What Could Still Go Wrong
The friction Stripe is engineering away — manually entering card numbers across dozens of agent surfaces — is also the friction that has historically capped consumer fraud. A wallet that can hand out one-time-use cards programmatically, on instructions from software acting on a user’s behalf, raises the question of who is accountable when AI starts transacting and a charge later turns out to have been induced by a prompt injection, a hijacked agent, or simple model error.
Recent incidents have shown that agentic AI failures can cascade in seconds when an autonomous system has live credentials. Stripe’s design — per-transaction approval today, scoped tokens with merchant and amount limits, OAuth-style revocation — is more conservative than what industry roadmaps describe further out. By stage five of Stripe’s own published agentic-commerce framework, agents act fully autonomously based on user history. The gap between today’s approve-everything model and that endpoint is where most of the consumer-protection, dispute-resolution, and agent oversight hard problems live.

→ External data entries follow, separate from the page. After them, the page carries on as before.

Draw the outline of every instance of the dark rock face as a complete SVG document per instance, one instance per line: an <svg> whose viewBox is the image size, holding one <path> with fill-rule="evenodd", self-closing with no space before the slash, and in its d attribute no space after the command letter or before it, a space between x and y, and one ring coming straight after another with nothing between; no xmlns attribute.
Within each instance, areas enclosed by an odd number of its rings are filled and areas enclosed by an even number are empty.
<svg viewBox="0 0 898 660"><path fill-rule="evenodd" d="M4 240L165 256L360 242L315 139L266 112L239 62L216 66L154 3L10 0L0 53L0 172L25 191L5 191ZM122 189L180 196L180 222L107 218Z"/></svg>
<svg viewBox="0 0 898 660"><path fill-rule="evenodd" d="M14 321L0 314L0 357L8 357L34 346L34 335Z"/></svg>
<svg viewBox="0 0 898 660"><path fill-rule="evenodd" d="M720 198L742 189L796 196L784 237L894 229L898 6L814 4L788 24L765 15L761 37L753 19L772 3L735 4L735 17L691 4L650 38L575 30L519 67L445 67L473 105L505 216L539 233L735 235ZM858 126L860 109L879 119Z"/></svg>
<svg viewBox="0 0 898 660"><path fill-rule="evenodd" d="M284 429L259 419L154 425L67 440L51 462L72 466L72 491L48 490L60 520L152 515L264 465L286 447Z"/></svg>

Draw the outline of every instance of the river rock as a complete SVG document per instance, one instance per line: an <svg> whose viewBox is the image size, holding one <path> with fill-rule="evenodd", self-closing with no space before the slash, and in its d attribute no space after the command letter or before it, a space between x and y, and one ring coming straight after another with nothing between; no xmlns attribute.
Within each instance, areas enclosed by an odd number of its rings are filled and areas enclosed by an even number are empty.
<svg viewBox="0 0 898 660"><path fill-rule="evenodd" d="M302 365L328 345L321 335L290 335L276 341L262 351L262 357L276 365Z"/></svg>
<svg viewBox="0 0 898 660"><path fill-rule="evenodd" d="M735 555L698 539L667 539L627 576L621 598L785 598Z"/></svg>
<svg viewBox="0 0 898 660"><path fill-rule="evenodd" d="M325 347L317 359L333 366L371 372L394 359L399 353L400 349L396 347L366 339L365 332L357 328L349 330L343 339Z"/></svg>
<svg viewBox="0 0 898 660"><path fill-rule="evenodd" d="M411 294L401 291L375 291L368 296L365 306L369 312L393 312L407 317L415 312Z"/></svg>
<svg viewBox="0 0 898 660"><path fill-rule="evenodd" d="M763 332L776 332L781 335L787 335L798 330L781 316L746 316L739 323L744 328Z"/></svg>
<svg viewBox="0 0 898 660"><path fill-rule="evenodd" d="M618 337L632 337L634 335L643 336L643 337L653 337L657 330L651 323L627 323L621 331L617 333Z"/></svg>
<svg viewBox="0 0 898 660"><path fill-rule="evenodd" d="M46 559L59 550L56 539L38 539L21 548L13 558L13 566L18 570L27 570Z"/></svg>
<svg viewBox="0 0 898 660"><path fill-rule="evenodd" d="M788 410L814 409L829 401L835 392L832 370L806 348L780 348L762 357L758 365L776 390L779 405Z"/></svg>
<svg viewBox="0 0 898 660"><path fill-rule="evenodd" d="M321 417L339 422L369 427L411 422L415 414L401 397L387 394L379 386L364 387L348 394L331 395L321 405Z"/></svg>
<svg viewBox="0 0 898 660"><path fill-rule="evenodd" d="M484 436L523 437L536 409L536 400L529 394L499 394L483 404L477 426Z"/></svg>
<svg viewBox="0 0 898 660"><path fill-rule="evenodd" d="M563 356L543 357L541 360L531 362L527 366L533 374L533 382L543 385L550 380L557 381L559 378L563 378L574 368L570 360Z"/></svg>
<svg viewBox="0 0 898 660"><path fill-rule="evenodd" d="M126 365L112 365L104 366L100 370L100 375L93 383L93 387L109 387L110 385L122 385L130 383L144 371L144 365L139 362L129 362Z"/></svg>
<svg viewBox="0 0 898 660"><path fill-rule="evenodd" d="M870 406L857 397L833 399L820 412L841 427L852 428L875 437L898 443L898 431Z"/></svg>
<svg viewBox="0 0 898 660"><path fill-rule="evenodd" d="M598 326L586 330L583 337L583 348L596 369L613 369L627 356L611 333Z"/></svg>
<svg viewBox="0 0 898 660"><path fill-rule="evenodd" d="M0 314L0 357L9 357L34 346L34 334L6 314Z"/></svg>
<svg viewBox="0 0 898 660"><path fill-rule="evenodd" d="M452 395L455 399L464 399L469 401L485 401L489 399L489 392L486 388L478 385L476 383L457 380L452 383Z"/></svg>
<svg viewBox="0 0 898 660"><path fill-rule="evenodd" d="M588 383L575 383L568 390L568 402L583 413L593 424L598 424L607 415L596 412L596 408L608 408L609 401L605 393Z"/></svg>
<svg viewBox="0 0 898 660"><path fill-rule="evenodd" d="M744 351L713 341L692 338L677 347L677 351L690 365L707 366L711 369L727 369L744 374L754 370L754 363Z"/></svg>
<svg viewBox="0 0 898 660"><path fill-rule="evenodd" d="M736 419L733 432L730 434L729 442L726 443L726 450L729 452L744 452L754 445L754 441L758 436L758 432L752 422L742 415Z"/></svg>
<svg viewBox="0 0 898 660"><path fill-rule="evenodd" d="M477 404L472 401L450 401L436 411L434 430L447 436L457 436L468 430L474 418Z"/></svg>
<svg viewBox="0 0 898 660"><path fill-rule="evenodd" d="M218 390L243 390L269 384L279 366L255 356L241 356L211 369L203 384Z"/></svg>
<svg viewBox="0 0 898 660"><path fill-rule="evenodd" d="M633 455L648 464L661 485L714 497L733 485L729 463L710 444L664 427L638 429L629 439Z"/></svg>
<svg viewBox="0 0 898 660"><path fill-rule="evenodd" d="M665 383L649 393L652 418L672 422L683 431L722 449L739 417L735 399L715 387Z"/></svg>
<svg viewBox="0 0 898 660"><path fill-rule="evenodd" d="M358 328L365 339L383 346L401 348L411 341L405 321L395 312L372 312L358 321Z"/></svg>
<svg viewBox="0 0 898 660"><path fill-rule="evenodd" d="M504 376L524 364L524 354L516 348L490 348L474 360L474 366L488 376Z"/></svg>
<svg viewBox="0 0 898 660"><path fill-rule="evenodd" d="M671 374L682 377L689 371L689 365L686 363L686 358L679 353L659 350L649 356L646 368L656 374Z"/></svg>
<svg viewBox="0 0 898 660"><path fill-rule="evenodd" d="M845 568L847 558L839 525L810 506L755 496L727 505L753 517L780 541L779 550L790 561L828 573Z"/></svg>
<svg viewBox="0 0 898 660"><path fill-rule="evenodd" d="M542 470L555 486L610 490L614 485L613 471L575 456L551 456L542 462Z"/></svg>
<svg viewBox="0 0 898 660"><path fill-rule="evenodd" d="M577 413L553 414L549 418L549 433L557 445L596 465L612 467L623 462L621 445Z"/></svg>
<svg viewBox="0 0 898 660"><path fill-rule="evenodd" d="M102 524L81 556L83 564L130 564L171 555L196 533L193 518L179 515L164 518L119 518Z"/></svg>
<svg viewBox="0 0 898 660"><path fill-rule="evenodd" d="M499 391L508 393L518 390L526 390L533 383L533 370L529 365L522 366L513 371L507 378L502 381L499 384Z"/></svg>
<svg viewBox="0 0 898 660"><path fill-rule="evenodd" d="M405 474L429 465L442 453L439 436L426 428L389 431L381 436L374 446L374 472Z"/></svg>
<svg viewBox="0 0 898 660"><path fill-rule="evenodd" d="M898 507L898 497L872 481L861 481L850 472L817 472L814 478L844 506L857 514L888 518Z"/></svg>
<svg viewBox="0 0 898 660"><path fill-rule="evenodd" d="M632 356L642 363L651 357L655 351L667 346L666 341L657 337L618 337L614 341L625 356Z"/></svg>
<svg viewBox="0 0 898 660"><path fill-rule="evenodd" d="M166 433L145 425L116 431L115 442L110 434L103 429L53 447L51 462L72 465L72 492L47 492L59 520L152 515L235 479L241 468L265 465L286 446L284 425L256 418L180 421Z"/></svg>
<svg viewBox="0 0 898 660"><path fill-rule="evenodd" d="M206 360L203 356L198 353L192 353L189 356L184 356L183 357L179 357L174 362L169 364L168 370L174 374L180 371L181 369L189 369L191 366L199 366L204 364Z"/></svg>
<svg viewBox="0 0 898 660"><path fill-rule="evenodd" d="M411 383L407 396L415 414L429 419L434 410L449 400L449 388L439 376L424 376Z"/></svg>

What to watch next: how quickly Stripe’s “soon” stablecoin and BNPL token support actually ships through Privy and Tempo; which agent platforms beyond OpenClaw integrate Link first; whether Apple Pay and Google Pay respond with their own agent-mode credentials; and whether Visa and Mastercard’s network-issued agentic tokens become the default rail or remain one option among many. The plumbing for an internet that’s increasingly built for AI is being poured in real time, and at Sessions 2026, Stripe made the strongest claim yet that the wallet at the center of it will be theirs.